Summary
In Inman, supra, it appears that the defendant "lied twice" in testimony before a special grand jury that was conducting an investigation of the Mitchell County School System. But there is no indication that he was indicted by that same body as opposed to a regular grand jury.
Summary of this case from Kenerly v. StateOpinion
76220, 76346.
DECIDED JUNE 23, 1988.
Perjury. Mitchell Superior Court. Before Judge Cato.
Eugene C. Black, Jr., for appellant.
J. Brown Moseley, for appellee.
Appellant was accused of two counts of perjury in an indictment which alleged that he lied twice in testimony before the grand jury. In these two cases, we granted appellant's applications for interlocutory appeal of the trial court's orders denying his challenge to the array of the grand jury and his motion to quash the indictment. Although the enumerations of error in these cases assert all five grounds on which appellant attacked his indictment in the trial court, we need address only one since our review of the evidence and of the law convinces us that the oath given to appellant prior to his testimony was deficient and that the indictment should have been quashed on that ground.

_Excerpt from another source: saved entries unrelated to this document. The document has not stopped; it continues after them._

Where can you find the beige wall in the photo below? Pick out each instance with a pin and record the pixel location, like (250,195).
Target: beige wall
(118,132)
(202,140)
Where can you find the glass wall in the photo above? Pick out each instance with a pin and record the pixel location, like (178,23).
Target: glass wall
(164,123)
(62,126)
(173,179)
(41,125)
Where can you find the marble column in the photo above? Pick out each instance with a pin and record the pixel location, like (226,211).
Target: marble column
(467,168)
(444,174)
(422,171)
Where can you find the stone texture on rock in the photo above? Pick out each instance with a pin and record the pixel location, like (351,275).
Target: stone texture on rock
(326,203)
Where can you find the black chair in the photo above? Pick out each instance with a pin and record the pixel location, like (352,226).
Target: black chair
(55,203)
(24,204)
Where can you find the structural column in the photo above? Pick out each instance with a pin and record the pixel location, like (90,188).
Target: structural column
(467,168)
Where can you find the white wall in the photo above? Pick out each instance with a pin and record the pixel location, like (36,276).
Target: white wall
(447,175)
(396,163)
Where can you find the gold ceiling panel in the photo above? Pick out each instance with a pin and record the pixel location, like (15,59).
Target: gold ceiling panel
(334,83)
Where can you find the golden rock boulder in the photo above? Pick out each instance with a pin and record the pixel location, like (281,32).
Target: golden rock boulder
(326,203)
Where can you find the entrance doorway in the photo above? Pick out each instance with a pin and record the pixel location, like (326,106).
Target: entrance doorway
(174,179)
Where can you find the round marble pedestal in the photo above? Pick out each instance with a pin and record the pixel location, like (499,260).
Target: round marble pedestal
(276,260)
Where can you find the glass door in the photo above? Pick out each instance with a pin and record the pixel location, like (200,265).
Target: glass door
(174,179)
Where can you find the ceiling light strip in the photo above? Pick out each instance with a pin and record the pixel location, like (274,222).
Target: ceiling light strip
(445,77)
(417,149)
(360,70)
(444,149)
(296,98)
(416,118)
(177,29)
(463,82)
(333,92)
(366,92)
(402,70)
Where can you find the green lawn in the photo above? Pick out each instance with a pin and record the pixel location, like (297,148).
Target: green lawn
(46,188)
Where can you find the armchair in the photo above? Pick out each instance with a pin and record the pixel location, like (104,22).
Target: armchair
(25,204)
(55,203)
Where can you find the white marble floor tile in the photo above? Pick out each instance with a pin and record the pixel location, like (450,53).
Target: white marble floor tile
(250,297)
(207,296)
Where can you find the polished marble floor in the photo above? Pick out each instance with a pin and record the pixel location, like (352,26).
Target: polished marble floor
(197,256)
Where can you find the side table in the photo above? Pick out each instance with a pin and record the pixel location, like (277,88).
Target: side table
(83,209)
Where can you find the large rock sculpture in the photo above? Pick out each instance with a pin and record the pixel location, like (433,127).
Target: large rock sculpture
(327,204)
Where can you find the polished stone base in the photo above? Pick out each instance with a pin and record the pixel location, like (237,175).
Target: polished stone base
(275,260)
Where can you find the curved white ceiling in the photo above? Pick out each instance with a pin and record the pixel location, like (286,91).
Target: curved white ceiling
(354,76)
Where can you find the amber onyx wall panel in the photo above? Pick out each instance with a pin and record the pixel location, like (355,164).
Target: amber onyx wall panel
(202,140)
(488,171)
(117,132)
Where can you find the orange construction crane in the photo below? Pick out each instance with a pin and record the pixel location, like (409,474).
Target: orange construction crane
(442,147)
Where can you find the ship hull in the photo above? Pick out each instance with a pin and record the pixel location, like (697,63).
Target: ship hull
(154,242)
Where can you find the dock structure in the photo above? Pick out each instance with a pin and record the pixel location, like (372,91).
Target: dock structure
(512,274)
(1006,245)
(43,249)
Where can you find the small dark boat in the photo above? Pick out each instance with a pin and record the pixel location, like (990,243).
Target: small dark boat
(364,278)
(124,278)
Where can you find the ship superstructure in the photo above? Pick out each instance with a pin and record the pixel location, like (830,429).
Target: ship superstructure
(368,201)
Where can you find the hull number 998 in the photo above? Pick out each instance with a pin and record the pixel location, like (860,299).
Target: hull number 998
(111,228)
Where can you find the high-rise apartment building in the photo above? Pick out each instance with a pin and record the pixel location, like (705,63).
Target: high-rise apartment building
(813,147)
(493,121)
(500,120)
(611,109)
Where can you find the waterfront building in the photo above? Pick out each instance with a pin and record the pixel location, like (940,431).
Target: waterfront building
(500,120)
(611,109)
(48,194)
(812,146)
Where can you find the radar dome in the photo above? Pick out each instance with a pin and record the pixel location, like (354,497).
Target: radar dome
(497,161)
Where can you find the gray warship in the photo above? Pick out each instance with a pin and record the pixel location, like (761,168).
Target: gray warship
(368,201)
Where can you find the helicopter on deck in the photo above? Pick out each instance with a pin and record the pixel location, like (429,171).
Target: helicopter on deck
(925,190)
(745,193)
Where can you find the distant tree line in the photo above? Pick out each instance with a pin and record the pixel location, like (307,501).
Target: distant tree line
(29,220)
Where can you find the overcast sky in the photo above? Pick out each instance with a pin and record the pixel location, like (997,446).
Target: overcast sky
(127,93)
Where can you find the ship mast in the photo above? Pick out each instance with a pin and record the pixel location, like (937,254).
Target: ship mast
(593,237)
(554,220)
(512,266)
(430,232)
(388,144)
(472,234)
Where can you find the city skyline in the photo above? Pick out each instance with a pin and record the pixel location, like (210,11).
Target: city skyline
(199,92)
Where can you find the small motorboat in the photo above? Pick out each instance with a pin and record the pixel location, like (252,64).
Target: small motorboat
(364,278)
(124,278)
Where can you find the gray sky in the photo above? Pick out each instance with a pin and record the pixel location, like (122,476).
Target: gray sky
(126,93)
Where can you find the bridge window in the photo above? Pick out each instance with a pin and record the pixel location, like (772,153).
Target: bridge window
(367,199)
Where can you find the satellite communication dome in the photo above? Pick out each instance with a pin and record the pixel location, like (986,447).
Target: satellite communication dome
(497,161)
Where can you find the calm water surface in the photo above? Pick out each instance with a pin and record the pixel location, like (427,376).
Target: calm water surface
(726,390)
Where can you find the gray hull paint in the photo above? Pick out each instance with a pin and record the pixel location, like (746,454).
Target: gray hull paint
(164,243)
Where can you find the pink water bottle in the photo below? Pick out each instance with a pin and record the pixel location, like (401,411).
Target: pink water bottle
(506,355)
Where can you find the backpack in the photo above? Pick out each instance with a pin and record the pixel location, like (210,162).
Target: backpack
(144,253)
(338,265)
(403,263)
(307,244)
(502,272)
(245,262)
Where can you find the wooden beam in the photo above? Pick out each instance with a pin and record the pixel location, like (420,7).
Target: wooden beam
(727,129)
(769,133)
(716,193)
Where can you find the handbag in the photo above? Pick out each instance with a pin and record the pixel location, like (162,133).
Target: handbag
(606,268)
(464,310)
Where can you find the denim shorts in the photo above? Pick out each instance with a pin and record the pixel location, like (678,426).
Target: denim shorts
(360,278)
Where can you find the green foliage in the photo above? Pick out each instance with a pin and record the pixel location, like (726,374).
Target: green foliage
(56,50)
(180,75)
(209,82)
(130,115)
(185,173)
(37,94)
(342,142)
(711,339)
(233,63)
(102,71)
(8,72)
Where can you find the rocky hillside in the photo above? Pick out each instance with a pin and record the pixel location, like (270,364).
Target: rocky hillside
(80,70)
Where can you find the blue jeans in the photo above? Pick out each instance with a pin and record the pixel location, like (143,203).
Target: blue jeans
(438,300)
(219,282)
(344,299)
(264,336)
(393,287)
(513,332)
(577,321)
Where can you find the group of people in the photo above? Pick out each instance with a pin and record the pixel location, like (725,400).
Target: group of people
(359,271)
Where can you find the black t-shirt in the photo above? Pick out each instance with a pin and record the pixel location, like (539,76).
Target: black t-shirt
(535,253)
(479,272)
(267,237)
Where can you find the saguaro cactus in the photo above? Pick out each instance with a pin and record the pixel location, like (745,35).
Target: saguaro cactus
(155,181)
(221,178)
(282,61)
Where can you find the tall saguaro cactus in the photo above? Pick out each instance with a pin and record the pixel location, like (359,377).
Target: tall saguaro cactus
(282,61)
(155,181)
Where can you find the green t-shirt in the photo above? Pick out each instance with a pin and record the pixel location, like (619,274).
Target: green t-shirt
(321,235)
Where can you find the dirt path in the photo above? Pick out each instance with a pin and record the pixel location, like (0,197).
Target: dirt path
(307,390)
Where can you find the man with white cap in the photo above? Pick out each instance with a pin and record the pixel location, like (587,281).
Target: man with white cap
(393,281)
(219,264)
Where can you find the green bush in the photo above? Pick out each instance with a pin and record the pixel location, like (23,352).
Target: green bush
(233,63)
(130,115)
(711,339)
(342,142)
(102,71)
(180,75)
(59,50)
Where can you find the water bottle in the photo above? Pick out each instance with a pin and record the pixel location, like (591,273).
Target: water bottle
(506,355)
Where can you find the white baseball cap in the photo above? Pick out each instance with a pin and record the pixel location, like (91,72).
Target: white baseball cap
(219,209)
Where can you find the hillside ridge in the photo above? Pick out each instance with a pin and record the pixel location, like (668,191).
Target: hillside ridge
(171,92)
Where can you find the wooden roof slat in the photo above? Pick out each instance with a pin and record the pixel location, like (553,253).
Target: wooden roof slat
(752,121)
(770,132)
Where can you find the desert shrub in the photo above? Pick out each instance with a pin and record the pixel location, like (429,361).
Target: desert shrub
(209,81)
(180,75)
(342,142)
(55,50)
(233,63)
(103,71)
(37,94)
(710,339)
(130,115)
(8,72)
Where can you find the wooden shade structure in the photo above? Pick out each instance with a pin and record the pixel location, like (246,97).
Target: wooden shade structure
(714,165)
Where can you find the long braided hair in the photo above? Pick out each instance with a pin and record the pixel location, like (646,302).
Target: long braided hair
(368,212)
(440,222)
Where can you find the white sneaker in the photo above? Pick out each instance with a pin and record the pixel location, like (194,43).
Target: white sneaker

"The Georgia courts have always insisted on strict compliance with the statutory oath: `Unless the oath prescribed by the statute is taken by the witness, his testimony before the grand jury does not amount to evidence, and if false, would not be a basis upon which perjury or false swearing could be assigned. [Cit.]' [Cit.] `As a prerequisite to valid testimony before a grand jury, there must be before the grand jury some pleading, either in the form of a bill of indictment or a special presentment, charging a named person with a specified offense, and upon which particular case the witness must be sworn; and the only oath that can be administered to the witness is the one, or at least substantially the one, which is prescribed by the statute. To swear a witness generally is not sufficient. The law does not authorize the grand jury to compel a witness to become a public informer.'" State v. Williams, 181 Ga. App. 204, 205 ( 351 S.E.2d 727) (1986).
The oath required by statute is set out in OCGA § 15-12-68: "The evidence you shall give the grand jury on this bill of indictment (or presentment, as the case may be) (here state the case), shall be the truth, the whole truth, and nothing but the truth. So help you God." The oath administered to appellant was stipulated to be: "[T]he testimony you shall give before this grand jury in the matter of this investigation by the grand jury of the Mitchell County School System shall be the truth ...," etc. That oath does not "state the case" or indicate whether there was to be an indictment or presentment following. Under the case law cited in Williams, that oath was inadequate to serve as a basis for charging appellant with perjury.
Since the resolution of this enumeration of error in Case No. 76346 mandates the grant of appellant's motion to quash, the other enumerations of error in that case and the sole enumeration of error in Case No. 76220 are moot and need not be addressed.
Judgment reversed in Case No. 76346. Appeal dismissed in Case No. 76220. McMurray, P. J., and Pope, J., concur.